Heartbreaking yet inspiring, it's a fascinating peek into NYC minority queer culture, and reveals a lot about culture generally, and I feel I ended up learning a fair bit about it.

The main theme seems to be a sense of being rejected by their society, and have, through sheer resilience, carved out spaces among substitute families that lets them live a life denied to them through these 'balls'. That's what I thought they meant by realness, an avenue for them to be who they feel they really are or who they can be, regardless of their material reality, but then it's revealed that it's the opposite, it's to blend in.

Commercialism and consumerism pervaded the doc. Lots of the interview subjects nakedly desire to be rich and famous and be 'somedbody'. Again, fucked by capitalism I suppose?

I did also quite enjoy the society the community created for themselves, with hierarchies, subdivisions, vocabulary, and these pseudo dynasties they belong to.

But yeah, you can see why the queer community is as close as it is, with this shared niche yet rich culture, a culture that acts as parallel and almost seems to mock or perverse whatever the default culture is.

On a personal level, I found Venus Xtravaganza really endearing and that was a proper gut punch.

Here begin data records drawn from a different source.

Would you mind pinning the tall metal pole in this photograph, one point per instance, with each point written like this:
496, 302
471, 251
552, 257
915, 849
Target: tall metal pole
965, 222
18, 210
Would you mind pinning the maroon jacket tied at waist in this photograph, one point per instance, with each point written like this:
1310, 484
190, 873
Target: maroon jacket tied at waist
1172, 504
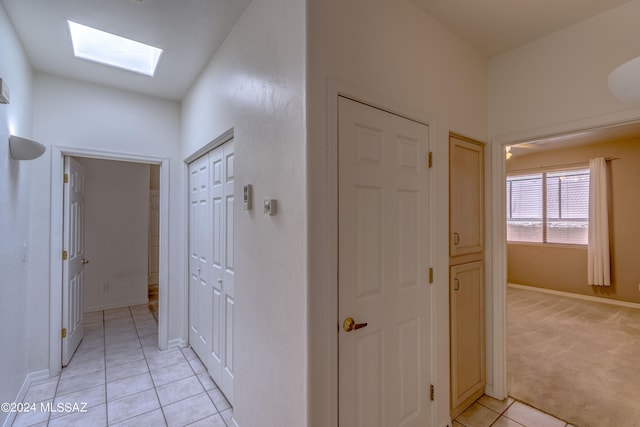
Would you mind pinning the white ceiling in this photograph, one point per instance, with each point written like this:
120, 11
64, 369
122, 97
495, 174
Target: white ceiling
615, 133
189, 31
497, 26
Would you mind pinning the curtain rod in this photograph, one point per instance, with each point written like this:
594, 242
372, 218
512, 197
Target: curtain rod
560, 167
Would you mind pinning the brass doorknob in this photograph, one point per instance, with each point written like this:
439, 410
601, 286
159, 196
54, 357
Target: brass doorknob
349, 324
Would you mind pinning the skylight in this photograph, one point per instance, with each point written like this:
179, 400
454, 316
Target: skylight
109, 49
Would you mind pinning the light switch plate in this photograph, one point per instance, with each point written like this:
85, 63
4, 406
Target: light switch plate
270, 207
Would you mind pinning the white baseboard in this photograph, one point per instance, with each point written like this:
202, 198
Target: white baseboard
116, 305
577, 296
28, 380
177, 343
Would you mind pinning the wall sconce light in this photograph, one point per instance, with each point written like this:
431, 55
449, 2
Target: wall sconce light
25, 149
623, 82
4, 92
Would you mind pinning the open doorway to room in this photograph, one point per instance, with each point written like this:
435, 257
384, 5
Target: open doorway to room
571, 346
108, 294
111, 242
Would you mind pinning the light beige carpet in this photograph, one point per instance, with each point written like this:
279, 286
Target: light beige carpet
577, 360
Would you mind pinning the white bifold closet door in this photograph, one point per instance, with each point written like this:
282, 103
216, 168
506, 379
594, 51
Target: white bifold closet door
211, 263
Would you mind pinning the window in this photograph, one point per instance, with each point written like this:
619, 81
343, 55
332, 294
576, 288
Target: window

Waffle over, a lot I didn't mention but overall a fantastic doc.

PlanktonSideburns

Agreed, absolutely brilliant documentary. Even if it was crap, the ball footage alone would be worth it, but its also a series of really great interviews

bgmnts

That's 100% true. I think there may be a point where you perhaps see the invention of voguing in one of the balls.

And there's also a fun bit where one of the contestants gets quite aggro and there's some handbags.